Each dot on this map is a research paper. The colored ones are publications from IAIFI (the NSF Institute for Artificial Intelligence and Fundamental Interactions); the faint grey dots are nearby papers from the broader arXiv that give the IAIFI work context.
Paper positions come from Specter2, a language model trained on scientific text. Specter2 reads each paper's title and abstract and produces a 768-dimensional vector that captures what the paper is about. Papers with similar content end up with similar vectors. We project those vectors down to 2D with DensMAP (a density-preserving variant of UMAP) so they can be drawn on screen. Papers that are close together on the map really do discuss related topics; papers far apart are about different things. Local neighborhoods are trustworthy, but long-range distances are only approximate.
Clusters are identified with HDBSCAN and labeled automatically from the most common arXiv categories and keywords in each group.

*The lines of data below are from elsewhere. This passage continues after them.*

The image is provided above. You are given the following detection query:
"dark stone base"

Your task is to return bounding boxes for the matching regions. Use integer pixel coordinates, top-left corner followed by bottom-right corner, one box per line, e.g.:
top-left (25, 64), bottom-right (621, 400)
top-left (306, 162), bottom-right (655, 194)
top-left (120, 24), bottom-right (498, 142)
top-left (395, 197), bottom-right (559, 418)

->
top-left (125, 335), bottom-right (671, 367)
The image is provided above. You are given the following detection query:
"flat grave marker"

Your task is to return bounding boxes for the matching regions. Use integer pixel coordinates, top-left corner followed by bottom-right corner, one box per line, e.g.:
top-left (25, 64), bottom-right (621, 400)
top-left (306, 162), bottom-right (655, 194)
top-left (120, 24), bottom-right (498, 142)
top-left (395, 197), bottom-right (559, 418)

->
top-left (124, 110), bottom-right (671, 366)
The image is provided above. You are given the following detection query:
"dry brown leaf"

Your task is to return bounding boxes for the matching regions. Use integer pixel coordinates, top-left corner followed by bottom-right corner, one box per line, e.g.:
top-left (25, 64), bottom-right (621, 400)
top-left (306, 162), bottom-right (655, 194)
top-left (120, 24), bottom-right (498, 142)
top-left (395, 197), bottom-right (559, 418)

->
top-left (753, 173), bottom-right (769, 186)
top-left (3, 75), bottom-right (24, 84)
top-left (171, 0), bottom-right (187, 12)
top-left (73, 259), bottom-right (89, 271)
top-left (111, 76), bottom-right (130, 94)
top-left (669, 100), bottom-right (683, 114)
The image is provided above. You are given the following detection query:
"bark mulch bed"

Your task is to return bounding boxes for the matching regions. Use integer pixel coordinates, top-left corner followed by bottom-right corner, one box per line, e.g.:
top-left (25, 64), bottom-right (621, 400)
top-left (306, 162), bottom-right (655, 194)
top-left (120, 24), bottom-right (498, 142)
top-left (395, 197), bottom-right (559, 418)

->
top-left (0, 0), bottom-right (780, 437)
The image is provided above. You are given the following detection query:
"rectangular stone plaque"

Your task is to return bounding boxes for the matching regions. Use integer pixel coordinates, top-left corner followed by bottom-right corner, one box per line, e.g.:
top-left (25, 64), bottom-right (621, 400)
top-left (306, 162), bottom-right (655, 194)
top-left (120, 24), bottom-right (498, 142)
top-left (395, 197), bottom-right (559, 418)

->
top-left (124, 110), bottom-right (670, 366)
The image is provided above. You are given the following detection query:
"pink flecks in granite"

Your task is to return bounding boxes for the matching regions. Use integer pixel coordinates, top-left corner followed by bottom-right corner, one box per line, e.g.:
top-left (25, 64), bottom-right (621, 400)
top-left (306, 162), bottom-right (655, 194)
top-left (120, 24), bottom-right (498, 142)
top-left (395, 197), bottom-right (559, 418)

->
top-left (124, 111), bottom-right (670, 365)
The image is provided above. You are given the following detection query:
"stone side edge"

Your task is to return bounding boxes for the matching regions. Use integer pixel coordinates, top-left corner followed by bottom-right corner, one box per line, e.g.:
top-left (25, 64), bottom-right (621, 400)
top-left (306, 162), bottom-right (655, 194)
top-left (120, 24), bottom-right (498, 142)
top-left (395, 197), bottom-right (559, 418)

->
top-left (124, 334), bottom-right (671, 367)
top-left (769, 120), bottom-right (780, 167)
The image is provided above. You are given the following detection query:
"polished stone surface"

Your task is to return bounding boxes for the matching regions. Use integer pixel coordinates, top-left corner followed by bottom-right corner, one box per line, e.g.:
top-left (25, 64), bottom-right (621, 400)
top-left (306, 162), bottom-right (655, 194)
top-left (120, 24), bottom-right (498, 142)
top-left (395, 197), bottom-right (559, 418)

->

The "IAIFI Theme" colors (AI, Physics, Both) come from cross-referencing each paper's arXiv categories against typical AI and physics category prefixes.
Built by Oscar Barrera. The data pipeline scrapes paper metadata from iaifi.org, pulls related background papers from the Semantic Scholar API, embeds everything with Specter2, selects the most relevant background via diversity-weighted kNN, and exports the final JSON that this page reads. The visualization is plain Canvas 2D with no external libraries.